Charles French Blake-Forster (1851–1874) was an Irish writer.

Born at Forster Street House, Galway City, the eldest son of Captain Francis Blake-Forster of the Connaught Rangers, educated at home and later in England. Began to play a prominent part in Galway's public affairs upon his return in his late teens. He became a town councillor, a member of the local Board of Guardians, and in 1874 High Sheriff of Galway Town. He presided in this capacity at three Parliamently elections in 1874. He died aged 23 on 9 September 1874, and was laid to rest in the family vault at Bushypark, on the Galway-Oughterard road.

He had a deep and abiding interest in the history of the county. He contributed a number of articles on this subject to the Galway Vindicator and Galway Express between 1869 and 1871. His only full-length published work, The Irish Chieftains, or, a struggle for the Crown, was published in 1872 by McGlashran & Gill. It was an account of the Williamite War in Ireland from the perspective of Galwegians, many of them historical - Sir Roger O'Shaughnessy - including some of his ancestors.

Some ten other works attributed to him in The Irish Chieftains have never been published nor traced, appearing to have disappeared sometime after his death.
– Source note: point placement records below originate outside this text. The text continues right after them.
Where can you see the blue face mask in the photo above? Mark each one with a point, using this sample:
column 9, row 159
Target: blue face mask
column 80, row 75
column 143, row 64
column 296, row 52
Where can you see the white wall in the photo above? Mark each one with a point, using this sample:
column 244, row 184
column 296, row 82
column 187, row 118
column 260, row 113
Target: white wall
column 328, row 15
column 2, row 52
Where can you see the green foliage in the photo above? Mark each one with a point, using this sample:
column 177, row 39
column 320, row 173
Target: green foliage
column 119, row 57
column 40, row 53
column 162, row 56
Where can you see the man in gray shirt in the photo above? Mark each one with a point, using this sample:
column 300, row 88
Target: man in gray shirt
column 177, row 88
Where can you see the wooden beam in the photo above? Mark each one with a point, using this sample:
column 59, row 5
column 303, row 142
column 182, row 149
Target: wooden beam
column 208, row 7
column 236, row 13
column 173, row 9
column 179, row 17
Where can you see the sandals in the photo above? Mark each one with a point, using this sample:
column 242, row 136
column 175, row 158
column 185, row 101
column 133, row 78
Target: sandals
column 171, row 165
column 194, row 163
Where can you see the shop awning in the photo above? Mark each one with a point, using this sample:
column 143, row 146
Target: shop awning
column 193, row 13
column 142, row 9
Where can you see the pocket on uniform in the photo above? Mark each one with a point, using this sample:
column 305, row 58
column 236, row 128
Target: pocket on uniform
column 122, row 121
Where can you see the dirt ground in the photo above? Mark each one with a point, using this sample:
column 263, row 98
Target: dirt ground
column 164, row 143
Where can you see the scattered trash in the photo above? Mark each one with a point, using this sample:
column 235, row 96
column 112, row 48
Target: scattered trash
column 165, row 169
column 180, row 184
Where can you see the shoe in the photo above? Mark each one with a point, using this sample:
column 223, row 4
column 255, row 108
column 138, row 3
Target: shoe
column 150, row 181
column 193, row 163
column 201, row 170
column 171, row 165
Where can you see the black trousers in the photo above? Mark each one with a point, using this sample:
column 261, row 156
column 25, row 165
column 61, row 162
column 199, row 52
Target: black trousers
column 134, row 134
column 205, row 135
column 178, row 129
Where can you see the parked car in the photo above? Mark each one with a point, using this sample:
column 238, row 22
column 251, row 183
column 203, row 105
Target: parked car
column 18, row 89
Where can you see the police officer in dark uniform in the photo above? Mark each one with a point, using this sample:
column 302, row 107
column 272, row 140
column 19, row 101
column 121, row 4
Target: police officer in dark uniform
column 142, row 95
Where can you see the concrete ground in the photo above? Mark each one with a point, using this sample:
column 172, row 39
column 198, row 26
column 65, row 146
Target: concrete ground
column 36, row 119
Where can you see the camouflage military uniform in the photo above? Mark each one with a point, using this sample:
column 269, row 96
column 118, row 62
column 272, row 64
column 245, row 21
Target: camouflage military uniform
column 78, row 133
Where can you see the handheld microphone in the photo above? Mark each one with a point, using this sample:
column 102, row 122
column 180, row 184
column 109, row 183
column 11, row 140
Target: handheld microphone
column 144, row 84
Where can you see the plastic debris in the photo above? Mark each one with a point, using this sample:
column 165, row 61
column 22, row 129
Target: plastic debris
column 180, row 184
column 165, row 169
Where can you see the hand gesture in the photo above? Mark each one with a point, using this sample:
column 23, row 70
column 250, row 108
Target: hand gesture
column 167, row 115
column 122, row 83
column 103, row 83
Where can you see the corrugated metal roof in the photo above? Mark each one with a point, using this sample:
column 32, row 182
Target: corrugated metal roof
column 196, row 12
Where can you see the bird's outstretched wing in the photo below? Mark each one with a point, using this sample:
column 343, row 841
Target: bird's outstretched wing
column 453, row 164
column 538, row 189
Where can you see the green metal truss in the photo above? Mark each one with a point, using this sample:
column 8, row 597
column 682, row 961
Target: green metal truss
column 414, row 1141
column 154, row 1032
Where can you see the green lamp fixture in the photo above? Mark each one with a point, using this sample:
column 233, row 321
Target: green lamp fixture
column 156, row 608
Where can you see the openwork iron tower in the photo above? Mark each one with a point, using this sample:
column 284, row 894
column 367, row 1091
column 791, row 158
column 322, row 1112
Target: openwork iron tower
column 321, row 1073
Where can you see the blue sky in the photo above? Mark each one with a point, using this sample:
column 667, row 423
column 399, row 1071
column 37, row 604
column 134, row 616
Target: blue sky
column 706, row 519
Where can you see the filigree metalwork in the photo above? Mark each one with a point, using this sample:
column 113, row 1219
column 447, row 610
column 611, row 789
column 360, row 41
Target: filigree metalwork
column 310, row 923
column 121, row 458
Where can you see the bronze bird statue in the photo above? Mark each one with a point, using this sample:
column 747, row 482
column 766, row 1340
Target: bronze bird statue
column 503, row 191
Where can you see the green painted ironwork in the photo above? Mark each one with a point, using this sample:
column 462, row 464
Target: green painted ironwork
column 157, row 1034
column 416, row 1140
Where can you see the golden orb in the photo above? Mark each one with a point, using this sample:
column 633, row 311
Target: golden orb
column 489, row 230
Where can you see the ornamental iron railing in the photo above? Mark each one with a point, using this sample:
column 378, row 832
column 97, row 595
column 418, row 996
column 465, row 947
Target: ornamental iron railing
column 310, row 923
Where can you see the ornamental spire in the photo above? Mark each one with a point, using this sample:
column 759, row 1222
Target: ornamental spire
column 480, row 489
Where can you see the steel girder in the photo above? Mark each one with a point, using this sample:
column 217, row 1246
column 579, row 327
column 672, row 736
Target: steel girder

He was a grand-nephew of the last Warden of Galway, Edmund Ffrench.

==Bibliography==
- The Annals of Corcomroe Abbey in Galway Vindicator, 29 December 1869, 1 January 1870.
- Lemenagh Castle, or, a legend of the wild horse in Galway Vindicator, 12, 16, 19 February 1870.
- The O'Brien Family in Galway Vindicator, 31 December 1870.
- Kilfenora, or Ye City of Ye Crosses in Galway Vindicator, 31 December 1870.
- What are the Arms of Galway? - a historical essay in Galway Express 13, 20, 27 May 1871.
- The Irish Chieftains, or, a struggle for the Crown With numerous notes and copious appendix. An historical novel respecting events in 1689 and following years. McGlashran & Gill, 1872.